Verdict: Not Guilty.
Smiling through their tears the happy Insulls went to their towncar amid the cheers of the crowd. Thousands of ruined investors, at least so the newspapers said, who had lost their life savings sat crying over the home editions at the thought of how Mr. Insull had suffered. The bankers were happy, the bankers had moved in on the properties.
In an odor of sanctity the deposed monarch of superpower, the officeboy who made good, enjoys his declining years spending the pension of twentyone thousand a year that the directors of his old companies dutifully restored to him. After fifty years of work, he said, my job is gone.
Mary French
Mary French had to stay late at the office and couldn’t get to the hall until the meeting was almost over. There were no seats left so she stood in the back. So many people were standing in front of her that she couldn’t see Don, she could only hear his ringing harsh voice and feel the tense attention in the silence during his pauses. When a roar of applause answered his last words and the hall filled suddenly with voices and the scrape and shuffle of feet she ran out ahead of the crowd and up the alley to the back door. Don was just coming out of the black sheetiron door talking over his shoulder as he came to two of the miners’ delegates. He stopped a second to hold the door open for them with a long arm. His face had the flushed smile, there was the shine in his eye he often had after speaking, the look, Mary used to tell herself, of a man who had just come from a date with his best girl. It was some time before Don saw her in the group that gathered round him in the alley. Without looking at her he swept her along with the men he was talking to and walked them fast towards the cor ner of the street. Eyes looked after them as they went from the groups of furworkers and garmentworkers that dotted the pavement in front of the hall. Mary tingled with the feeling of warm ownership in the looks of the workers as their eyes followed Don Stevens down the street.

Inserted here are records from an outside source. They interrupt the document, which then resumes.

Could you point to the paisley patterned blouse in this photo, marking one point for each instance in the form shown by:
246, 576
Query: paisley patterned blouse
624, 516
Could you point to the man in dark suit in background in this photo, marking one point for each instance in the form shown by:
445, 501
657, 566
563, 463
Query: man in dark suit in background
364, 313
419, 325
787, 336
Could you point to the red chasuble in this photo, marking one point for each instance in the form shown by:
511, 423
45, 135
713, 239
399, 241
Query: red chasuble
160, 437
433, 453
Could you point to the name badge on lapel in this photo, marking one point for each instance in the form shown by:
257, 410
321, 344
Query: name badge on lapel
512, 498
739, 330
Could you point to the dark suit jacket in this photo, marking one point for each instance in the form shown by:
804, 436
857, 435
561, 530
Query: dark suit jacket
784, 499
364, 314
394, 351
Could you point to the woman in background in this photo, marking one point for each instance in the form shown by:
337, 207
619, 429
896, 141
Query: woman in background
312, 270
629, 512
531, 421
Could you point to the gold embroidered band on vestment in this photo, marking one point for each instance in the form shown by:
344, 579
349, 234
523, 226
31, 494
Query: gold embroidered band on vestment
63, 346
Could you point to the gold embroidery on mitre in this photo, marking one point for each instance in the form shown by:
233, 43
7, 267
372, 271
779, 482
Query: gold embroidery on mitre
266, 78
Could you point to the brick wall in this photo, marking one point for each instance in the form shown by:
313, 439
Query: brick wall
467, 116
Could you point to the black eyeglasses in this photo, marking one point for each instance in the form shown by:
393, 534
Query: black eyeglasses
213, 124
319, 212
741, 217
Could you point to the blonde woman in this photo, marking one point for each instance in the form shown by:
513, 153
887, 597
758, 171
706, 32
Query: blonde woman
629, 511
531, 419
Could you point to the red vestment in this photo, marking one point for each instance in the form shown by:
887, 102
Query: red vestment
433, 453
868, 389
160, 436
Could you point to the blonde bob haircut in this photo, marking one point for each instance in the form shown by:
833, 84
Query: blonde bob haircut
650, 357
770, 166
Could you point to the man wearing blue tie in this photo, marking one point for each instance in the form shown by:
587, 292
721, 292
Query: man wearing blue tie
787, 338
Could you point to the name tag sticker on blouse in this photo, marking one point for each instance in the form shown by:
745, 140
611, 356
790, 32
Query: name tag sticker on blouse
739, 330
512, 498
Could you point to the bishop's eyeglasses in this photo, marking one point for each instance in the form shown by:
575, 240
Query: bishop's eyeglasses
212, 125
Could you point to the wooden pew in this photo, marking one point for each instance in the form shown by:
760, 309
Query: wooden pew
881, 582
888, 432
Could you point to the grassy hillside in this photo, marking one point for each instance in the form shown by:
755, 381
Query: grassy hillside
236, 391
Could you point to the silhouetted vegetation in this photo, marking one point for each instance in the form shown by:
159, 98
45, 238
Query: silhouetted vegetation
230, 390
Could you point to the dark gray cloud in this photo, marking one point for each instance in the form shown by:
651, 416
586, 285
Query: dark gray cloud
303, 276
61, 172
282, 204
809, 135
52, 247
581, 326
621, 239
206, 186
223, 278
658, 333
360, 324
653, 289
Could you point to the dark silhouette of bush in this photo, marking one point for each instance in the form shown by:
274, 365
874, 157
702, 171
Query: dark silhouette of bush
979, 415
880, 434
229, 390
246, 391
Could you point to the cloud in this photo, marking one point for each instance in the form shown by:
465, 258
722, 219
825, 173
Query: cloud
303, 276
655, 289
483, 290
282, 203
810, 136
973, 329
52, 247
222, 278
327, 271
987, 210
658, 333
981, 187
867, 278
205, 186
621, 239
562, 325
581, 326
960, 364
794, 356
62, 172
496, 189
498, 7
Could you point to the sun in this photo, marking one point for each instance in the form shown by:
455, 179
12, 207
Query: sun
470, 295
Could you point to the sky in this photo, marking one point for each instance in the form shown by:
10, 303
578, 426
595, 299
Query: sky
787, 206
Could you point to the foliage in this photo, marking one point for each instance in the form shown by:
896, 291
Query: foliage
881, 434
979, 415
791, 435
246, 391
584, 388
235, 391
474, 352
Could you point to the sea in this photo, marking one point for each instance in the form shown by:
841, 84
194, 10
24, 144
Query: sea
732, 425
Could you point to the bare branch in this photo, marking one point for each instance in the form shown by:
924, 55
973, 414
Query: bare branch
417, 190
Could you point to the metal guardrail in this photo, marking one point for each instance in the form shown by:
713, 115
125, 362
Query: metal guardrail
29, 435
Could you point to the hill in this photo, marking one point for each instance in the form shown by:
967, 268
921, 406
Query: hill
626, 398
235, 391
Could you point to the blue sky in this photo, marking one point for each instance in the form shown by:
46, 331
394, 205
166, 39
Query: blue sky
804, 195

It wasn’t until they were seated in a small lunchroom under the el that Don turned to Mary and squeezed her hand. “Tired?” She nodded. “Aren’t you, Don?” He laughed and drawled, “No, I’m not tired. I’m hungry.”
“Comrade French, I thought we’d detailed you to see that Comrade Stevens ate regular,” said Rudy Goldfarb with a flash of teeth out of a dark Italianlooking face.
“He won’t ever eat anything when he’s going to speak,” Mary said.
“I make up for it afterwards,” said Don. “Say, Mary, I hope you have some change. I don’t think I’ve got a cent on me.” Mary nodded, smiling. “Mother came across again,” she whispered.
“Money,” broke in Steve Mestrovich. “We got to have money or else we’re licked.” “The truck got off today,” said Mary. “That’s why I was so late getting to the meeting.” Mestrovich passed the grimed bulk of his hand across his puttycolored face that had a sharply turnedup nose peppered with black pores. “If cossack don’t git him.”
“Eddy Spellman’s a smart kid. He gets through like a shadow. I don’t know how he does it.”
“You don’t know what them clothes means to women and kids and… listen, Miss French, don’t hold back nothin’ because too raggedy. Ain’t nothin’ so ragged like what our little kids got on their backs.”
“Eddy’s taking five cases of condensed milk. We’ll have more as soon as he comes back.”
“Say, Mary,” said Don suddenly, looking up from his plate of soup, “how about calling up Sylvia? I forgot to ask how much we collected at the meeting.” Young Goldfarb got to his feet. “I’ll call. You look tired, Comrade French… Anybody got a nickel?”
“Here, I got nickel,” said Mestrovich. He threw back his head and laughed. “Damn funny… miner with nickel. Down our way miner got nickel put in frame send Meester Carnegie Museum… very rare.” He got up roaring laughter and put on his black longvisored miner’s cap. “Goodnight, comrade, I walk Brooklyn. Reliefcommittee nine o’clock… right, Miss French?” As he strode out of the lunchroom the heavy tread of his black boots made the sugarbowls jingle on the ta bles. “Oh, Lord,” said Mary, with tears suddenly coming to her eyes. “That was his last nickel.”